Hate speech has become a pervasive problem in today's society, with its potential to spread negativity, fuel conflicts, and incite violence. Therefore, detecting and preventing hate speech has become a crucial task. Machine learning techniques have proved to be an effective tool in hate speech detection. These algorithms can analyze vast amounts of data, identify patterns and classify content based on predefined criteria. By automating the detection process, machine learning can save time, effort and resources compared to manual methods. Furthermore, machine learning models can learn and adapt over time, improving their accuracy and efficiency in identifying and filtering hate speech. Therefore, the application of machine learning techniques in hate speech detection has become a relevant area of research with the potential to make a significant impact in promoting a safer and more inclusive online environment.

The “Call me sexist but” data set consists of  16,914 annotated tweets collected over a 2 months period. 

3,383 of those tweets were flagged for sexist content sent by 613 users, 1,972 for
racist content sent by 9 users, and 11,559 for neither sexist or racist and is sent by 614 users.

The purpose of this project is to use this dataset to gain a deeper understanding of the hate speech landscape on Twitter. 
To accomplish this, we will apply natural language processing (NLP) techniques to detect instances of hate speech in the dataset. By doing so, we hope to shed light on the prevalence of hate speech on social media platforms and better understand the specific types of language and behavior that constitute hate speech. Ultimately, this research could inform the development of more effective strategies for combating hate speech online and promoting more inclusive and respectful communication in digital spaces.

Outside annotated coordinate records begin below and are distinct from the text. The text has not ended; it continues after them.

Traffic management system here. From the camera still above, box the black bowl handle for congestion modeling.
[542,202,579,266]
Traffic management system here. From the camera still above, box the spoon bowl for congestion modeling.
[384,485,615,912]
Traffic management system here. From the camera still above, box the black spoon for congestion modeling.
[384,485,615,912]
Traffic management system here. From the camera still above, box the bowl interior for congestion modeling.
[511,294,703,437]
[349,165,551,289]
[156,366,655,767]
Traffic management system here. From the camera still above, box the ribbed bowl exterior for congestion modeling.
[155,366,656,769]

## What is Hate Speech Detection?

In November 2021, ~500 million tweets were sent every day.

Because of volume, scalable content moderation has become a critical issue for social media companies. 

Effective content moderation is essential to ensure the safety and well-being of users, prevent the spread of harmful or illegal content, and maintain the integrity and reputation of the platform.


Natural Language Processing (NLP) is a branch of artificial intelligence. NLP allows for the automated analysis and classification of user-generated content, such as social media posts, comments, and messages.

A study conducted by the Anti-Defamation League found that NLP-based systems were able to detect hate speech with an accuracy rate of 80-90%.

Sexism, which is the discrimination, prejudice, or stereotyping based on a person's gender, can lead to hate crimes such as sexual assault, harassment, and violence.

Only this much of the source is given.